Último poste da série de 21 DE JULHO DE 2023 > Guiné 61/74 - P24494: Notas de leitura (1599): A propósito de dois relevantes trabalhos do historiador guineense Carlos Lopes (Mário Beja Santos)

1 comentário:

Antº Rosinha disse...

Beja Santos traz esta gente estranha ao passado da Guiné Bissau e notamos que muitos defeitos são atribuidos à governação desta terra africana recém independente como todos os paises africanos sub-saarianos.

Se formos ver nunca nenhum jornalista diz algo de novo, pois que a Guiné tal como em geral todos os outros paises independentes há 5o anos, poucas coisas correram de maneira óptima.

E a Guiné Bissau, se não fosse um crime cometido nos primeiros anos da sua independência, seria dos paises bem tranquilos tal como foi Caboverde ou São Tomé e Principe.

Esse crime todos aqui sabemos que essa asneira foi denuncida pelo Nino, as valas comuns dos comandos e muitos civis pró Spínola.

E essa mancha nem pode ser atribuida à governação do humilde povo da Guiné, pois que nesse tempo o governo era o PAIGC dominado pelos caboverdeanos com a cobertura de cubanos e soviéticos, com a colaboração incondicional sueca.

Ninguém sabia nada?

O povo é que não riscava nada.

Não fora esta nódoa, e a Guiné era um país bem governado, comparado com a maioria da maioria dos outros vizinhos.
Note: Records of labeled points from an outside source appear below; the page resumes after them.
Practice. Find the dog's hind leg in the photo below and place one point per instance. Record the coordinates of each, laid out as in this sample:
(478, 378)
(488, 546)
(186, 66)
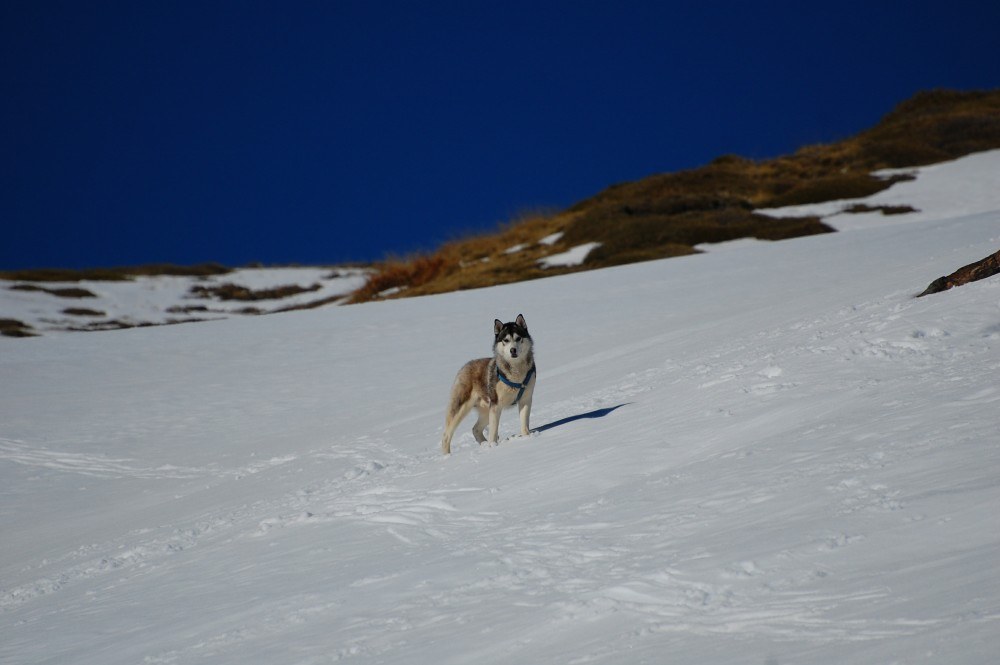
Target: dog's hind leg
(524, 410)
(457, 410)
(481, 422)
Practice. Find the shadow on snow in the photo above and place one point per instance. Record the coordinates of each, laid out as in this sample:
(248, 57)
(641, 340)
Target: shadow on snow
(599, 413)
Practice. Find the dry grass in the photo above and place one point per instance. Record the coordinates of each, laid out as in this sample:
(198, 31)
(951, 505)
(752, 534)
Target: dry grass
(66, 292)
(229, 291)
(117, 274)
(668, 214)
(15, 328)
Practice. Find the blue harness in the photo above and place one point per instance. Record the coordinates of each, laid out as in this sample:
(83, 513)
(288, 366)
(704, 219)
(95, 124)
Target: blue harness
(519, 387)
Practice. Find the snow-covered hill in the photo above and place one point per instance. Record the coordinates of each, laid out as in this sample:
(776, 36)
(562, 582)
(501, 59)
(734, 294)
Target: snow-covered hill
(772, 454)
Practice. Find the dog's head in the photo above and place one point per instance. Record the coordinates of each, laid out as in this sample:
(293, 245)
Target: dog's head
(511, 339)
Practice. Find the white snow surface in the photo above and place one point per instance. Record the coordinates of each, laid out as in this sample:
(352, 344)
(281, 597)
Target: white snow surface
(773, 454)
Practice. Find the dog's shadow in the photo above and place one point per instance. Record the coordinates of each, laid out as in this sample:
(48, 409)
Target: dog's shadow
(599, 413)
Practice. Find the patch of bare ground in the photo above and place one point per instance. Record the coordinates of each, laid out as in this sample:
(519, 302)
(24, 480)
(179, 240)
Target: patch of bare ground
(668, 214)
(63, 292)
(115, 274)
(229, 291)
(15, 328)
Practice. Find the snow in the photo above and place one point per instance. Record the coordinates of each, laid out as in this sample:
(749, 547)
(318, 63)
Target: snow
(571, 257)
(773, 454)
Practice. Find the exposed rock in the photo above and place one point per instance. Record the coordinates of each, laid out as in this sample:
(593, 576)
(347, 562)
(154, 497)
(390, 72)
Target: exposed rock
(974, 271)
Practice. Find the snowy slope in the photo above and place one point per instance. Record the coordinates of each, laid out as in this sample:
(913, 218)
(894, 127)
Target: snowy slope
(772, 454)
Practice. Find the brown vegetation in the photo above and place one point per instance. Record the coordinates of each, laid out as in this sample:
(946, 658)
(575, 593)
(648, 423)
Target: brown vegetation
(117, 274)
(15, 328)
(229, 291)
(82, 311)
(668, 214)
(66, 292)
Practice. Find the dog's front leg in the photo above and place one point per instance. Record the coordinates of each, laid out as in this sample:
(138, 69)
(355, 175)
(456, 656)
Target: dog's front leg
(494, 423)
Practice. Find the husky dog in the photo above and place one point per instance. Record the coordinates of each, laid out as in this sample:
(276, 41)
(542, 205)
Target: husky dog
(493, 384)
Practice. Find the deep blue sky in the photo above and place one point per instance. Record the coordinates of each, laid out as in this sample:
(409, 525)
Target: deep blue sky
(318, 132)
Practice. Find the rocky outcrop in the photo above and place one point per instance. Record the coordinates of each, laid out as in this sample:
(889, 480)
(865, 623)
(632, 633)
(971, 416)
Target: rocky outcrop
(974, 271)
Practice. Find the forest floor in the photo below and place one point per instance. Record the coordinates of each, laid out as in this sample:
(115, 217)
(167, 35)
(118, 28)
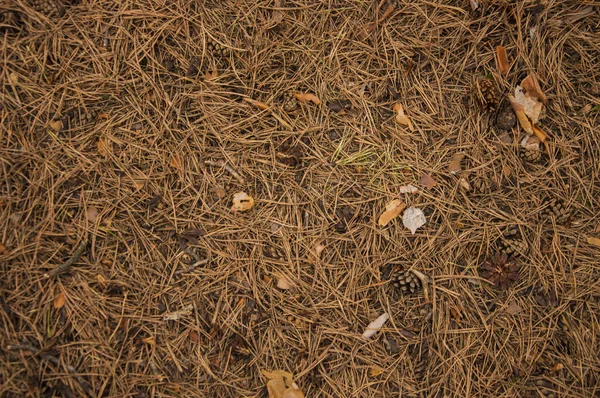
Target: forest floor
(127, 128)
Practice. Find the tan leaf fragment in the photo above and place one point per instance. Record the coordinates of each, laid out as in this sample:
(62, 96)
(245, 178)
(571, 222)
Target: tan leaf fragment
(454, 166)
(281, 384)
(502, 60)
(306, 97)
(402, 118)
(242, 202)
(392, 210)
(59, 300)
(594, 241)
(427, 181)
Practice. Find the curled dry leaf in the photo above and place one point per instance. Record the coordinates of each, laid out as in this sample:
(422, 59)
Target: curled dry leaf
(281, 384)
(413, 219)
(59, 300)
(306, 97)
(376, 325)
(402, 118)
(242, 202)
(502, 60)
(454, 166)
(392, 210)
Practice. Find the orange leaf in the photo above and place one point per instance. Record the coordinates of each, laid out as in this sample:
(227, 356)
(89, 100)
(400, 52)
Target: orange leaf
(427, 181)
(392, 210)
(305, 97)
(402, 118)
(59, 300)
(502, 60)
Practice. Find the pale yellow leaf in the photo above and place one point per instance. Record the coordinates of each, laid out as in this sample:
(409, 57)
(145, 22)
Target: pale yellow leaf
(59, 300)
(392, 210)
(242, 202)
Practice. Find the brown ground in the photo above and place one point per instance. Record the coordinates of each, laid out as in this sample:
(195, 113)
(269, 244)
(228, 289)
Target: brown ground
(110, 111)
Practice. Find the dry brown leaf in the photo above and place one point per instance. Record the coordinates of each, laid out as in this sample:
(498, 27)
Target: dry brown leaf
(594, 241)
(305, 97)
(502, 60)
(59, 300)
(454, 166)
(392, 210)
(242, 202)
(532, 88)
(56, 125)
(402, 118)
(176, 162)
(427, 181)
(91, 213)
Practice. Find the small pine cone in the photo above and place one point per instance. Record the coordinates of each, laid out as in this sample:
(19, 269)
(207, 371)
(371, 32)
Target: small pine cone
(487, 93)
(48, 7)
(557, 209)
(531, 155)
(406, 282)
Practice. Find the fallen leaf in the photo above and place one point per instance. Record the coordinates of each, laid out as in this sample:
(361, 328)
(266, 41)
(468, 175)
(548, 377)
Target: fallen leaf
(513, 307)
(409, 189)
(454, 166)
(59, 300)
(375, 371)
(56, 125)
(402, 118)
(91, 214)
(376, 325)
(427, 181)
(392, 210)
(413, 219)
(594, 241)
(281, 384)
(176, 162)
(176, 315)
(305, 97)
(242, 202)
(502, 60)
(102, 146)
(283, 282)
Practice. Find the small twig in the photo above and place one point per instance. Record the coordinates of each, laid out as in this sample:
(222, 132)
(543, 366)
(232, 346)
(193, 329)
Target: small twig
(192, 267)
(84, 384)
(64, 267)
(231, 170)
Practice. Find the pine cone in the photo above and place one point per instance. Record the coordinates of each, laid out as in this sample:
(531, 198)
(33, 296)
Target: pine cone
(501, 270)
(405, 281)
(48, 7)
(487, 93)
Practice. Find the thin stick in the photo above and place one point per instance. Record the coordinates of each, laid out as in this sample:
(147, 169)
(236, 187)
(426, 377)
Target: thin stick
(84, 384)
(231, 170)
(64, 267)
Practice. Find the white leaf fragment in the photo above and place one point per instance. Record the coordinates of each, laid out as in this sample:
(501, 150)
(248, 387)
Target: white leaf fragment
(374, 326)
(176, 315)
(413, 219)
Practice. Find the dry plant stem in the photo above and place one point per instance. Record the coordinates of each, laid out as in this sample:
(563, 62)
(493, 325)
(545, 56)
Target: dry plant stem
(222, 163)
(64, 267)
(84, 384)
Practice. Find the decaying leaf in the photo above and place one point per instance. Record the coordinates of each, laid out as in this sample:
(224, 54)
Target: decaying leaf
(59, 300)
(402, 118)
(502, 60)
(176, 315)
(281, 384)
(306, 97)
(392, 210)
(413, 219)
(594, 241)
(427, 181)
(242, 202)
(376, 325)
(454, 166)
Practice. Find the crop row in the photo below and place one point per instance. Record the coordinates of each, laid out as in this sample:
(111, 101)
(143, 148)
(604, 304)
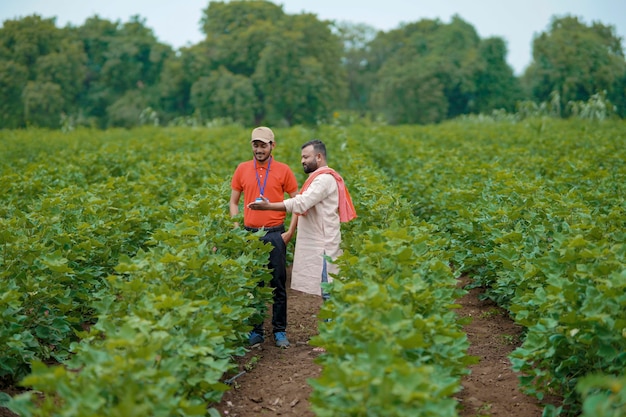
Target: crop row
(536, 214)
(128, 292)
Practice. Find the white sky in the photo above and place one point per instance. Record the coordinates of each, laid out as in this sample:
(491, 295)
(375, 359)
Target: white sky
(178, 22)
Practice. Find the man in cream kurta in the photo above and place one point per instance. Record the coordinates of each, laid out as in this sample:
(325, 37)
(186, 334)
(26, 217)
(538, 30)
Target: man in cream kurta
(322, 204)
(318, 234)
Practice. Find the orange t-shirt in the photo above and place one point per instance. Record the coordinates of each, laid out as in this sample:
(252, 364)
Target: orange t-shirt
(280, 180)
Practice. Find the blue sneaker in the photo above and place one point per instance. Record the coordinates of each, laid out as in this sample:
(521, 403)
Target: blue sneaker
(254, 338)
(281, 340)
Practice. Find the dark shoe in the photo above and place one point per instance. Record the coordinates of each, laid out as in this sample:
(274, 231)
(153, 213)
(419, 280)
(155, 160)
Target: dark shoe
(254, 338)
(281, 340)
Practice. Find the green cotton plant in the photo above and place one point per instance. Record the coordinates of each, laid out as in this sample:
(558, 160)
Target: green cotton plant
(602, 395)
(167, 331)
(393, 345)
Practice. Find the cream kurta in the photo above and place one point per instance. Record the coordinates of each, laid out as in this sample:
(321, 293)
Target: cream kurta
(319, 233)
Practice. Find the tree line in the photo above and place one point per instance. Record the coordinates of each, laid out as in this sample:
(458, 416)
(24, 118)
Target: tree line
(258, 64)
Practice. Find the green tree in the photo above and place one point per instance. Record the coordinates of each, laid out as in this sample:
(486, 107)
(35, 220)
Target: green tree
(66, 68)
(442, 58)
(496, 85)
(124, 62)
(299, 76)
(355, 59)
(23, 44)
(225, 95)
(13, 79)
(576, 61)
(43, 104)
(293, 61)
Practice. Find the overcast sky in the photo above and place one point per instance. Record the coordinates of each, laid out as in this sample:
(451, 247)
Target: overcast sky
(178, 22)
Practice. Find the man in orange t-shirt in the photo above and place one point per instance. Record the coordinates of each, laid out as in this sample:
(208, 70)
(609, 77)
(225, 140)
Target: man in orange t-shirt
(265, 177)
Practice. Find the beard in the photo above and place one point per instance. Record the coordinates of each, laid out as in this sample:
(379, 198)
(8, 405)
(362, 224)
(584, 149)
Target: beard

E quando hoje se fala em narcotráfico na Guiné, o que é isso comparado com os yates que aparecem constantemente na costa portuguesa.

Ou em corrupções anunciadas. Lusa: Angola apreendeu e arrestou bens de luxo como aviões, edifícios em Wall Street e Dubai e um Lamborghini...!

Mas quem pensaria que tudo podia ter corrido melhor que isto?